Multiple theories of category learning converge on the idea that there are two systems for categorization, each designed to process different types of category structures. The associative system learns categories that have probabilistic boundaries and multiple overlapping features through iterative association of features and feedback. The hypothesis-testing system learns rule-based categories through explicit testing of hypotheses about category boundaries. Prior research suggests that language resources are necessary for the hypothesis-testing system but not for the associative system. However, other research emphasizes the role of verbal labels in learning the probabilistic similarity-based categories best learned by the associative system. This suggests that language may be relevant for the associative system in a different way than it is relevant for the hypothesis-testing system. Thus, this study investigated the ways in which language plays a role in the two systems for category learning.

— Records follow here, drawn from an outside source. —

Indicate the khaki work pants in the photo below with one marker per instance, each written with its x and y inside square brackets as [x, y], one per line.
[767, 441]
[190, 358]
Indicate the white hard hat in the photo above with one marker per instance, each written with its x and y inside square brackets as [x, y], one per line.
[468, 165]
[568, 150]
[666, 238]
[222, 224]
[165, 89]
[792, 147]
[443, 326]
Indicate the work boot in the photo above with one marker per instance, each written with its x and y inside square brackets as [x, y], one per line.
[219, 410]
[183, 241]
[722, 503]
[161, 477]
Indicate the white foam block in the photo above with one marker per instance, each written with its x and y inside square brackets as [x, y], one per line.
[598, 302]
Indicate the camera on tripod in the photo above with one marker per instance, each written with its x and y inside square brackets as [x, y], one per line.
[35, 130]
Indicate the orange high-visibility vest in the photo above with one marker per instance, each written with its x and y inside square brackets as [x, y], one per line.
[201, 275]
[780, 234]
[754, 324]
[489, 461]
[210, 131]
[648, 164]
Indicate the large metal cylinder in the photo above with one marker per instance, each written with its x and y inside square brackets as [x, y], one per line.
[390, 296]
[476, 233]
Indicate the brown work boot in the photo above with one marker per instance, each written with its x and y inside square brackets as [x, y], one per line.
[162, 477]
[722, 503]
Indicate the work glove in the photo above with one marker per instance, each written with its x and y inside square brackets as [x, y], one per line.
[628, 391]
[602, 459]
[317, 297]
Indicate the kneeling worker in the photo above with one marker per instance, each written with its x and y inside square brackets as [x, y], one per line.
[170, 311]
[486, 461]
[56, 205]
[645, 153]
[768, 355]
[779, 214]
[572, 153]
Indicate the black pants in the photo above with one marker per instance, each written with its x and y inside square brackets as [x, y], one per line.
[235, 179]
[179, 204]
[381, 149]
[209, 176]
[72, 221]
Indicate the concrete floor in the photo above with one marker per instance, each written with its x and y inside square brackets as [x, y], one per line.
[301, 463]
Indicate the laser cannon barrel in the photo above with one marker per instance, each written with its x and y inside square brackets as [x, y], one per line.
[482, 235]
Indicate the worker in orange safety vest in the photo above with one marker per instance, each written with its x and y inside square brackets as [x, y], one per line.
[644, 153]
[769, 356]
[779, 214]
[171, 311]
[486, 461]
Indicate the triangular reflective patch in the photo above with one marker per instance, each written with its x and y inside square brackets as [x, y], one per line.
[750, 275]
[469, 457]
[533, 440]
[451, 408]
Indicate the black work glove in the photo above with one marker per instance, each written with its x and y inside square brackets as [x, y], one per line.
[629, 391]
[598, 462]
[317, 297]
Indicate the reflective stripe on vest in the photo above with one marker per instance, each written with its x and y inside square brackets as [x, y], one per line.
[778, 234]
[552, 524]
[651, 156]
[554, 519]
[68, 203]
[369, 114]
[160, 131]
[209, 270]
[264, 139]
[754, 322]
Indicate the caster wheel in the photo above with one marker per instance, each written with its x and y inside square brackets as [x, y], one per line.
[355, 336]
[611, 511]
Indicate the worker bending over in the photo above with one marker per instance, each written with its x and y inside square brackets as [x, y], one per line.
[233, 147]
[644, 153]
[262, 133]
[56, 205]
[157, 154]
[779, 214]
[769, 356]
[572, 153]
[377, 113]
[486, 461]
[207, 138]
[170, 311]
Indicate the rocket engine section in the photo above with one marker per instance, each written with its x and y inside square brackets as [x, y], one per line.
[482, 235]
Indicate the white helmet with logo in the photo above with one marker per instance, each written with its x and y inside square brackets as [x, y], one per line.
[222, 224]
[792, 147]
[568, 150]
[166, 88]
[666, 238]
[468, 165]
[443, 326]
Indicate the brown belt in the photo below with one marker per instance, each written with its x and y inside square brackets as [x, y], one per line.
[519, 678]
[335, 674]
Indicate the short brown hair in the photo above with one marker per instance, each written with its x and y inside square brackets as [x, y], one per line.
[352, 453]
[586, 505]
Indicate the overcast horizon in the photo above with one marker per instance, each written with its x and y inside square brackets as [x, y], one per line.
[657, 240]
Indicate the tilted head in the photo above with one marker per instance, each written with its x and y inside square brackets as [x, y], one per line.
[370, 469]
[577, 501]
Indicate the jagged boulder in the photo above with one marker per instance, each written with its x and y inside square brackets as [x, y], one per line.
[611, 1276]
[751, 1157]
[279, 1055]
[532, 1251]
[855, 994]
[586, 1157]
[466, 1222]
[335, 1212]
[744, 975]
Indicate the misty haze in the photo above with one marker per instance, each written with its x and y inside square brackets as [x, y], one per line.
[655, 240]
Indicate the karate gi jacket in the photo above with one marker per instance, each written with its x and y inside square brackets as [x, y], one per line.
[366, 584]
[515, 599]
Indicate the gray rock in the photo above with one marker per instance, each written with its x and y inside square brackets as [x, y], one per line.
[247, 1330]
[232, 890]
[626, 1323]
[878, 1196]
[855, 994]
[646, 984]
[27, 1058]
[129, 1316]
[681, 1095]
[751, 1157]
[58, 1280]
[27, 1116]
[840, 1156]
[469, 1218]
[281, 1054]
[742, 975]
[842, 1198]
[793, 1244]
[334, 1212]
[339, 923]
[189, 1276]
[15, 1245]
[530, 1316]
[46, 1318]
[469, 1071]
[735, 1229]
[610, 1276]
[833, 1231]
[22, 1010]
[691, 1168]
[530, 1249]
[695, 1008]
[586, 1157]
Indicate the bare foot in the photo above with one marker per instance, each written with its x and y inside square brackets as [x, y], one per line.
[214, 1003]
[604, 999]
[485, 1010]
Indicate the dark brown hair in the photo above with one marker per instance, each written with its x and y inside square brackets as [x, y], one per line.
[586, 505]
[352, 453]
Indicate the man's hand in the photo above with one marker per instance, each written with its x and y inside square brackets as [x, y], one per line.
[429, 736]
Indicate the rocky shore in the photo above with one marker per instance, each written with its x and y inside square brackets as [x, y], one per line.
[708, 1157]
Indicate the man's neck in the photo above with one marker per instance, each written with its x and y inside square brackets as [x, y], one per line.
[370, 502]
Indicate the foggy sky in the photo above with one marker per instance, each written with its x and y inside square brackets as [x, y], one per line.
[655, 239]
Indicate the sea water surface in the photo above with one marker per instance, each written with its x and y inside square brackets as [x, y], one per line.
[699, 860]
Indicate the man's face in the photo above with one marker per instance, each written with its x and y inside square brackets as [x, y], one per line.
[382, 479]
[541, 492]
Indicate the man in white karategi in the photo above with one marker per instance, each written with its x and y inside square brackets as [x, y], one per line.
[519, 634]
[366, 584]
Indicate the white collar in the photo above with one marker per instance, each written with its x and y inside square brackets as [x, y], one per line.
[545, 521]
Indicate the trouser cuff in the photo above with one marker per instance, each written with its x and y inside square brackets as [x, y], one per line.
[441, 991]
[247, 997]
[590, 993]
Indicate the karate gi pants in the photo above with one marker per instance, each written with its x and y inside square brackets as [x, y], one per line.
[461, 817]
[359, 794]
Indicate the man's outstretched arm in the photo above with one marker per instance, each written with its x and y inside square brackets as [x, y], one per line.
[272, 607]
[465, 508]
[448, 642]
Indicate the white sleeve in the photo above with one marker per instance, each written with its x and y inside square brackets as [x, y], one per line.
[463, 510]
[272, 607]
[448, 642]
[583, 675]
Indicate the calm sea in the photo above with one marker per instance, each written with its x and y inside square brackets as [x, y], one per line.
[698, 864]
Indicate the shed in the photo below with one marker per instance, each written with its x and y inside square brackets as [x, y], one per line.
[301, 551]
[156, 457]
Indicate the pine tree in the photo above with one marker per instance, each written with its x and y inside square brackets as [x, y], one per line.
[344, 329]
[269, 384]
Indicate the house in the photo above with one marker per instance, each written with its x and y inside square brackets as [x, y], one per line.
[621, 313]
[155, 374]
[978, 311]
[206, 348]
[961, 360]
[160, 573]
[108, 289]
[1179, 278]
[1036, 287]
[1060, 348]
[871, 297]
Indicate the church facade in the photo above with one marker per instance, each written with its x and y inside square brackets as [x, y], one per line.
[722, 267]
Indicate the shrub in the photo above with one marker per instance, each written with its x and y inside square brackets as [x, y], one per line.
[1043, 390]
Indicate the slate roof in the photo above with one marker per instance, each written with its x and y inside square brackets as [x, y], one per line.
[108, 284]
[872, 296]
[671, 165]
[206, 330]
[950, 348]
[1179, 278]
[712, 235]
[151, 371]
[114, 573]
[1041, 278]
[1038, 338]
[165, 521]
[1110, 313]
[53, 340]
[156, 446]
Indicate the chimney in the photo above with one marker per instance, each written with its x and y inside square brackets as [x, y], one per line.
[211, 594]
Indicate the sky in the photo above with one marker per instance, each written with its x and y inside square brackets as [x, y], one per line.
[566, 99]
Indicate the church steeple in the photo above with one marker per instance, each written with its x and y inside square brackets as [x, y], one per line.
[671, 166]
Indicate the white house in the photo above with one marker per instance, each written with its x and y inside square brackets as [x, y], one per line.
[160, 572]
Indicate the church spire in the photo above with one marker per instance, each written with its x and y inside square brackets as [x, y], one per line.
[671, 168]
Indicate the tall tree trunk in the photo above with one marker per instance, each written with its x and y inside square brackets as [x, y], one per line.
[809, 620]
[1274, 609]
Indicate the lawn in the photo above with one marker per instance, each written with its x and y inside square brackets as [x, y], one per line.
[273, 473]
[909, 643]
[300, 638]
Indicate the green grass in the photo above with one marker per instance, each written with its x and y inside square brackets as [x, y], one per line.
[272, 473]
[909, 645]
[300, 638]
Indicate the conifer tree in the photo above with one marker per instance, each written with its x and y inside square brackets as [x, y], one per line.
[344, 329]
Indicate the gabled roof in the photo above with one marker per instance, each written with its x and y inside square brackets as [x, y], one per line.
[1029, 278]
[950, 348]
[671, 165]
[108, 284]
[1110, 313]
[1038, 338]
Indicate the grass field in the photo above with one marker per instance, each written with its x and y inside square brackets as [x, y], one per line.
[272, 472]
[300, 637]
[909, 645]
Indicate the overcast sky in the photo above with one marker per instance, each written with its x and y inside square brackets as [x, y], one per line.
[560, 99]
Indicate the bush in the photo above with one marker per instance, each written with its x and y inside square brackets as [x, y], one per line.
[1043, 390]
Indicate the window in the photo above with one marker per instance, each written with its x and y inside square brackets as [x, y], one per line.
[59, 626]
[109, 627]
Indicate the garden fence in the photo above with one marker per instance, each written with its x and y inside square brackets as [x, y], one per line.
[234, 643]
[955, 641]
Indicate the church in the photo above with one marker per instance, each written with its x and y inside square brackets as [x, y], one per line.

In the first experiment, I tested whether language is related to an individual’s ability to switch between the associative and hypothesis-testing systems. I found that participants showed remarkable ability to switch between systems regardless of their language ability. The second experiment directly compared three dual-systems approaches to category learning and tested whether individual differences in language-related skills like vocabulary and executive function were related to category learning performance. This experiment showed different patterns of performance for each category learning approach despite considerable theoretical overlap. It also showed that performance in each approach was related to different individual difference measures. I conclude by questioning the applicability of a dual-systems model to all levels of processing and discuss ways in which future research can further elucidate the role of language in category learning for categories of different structures.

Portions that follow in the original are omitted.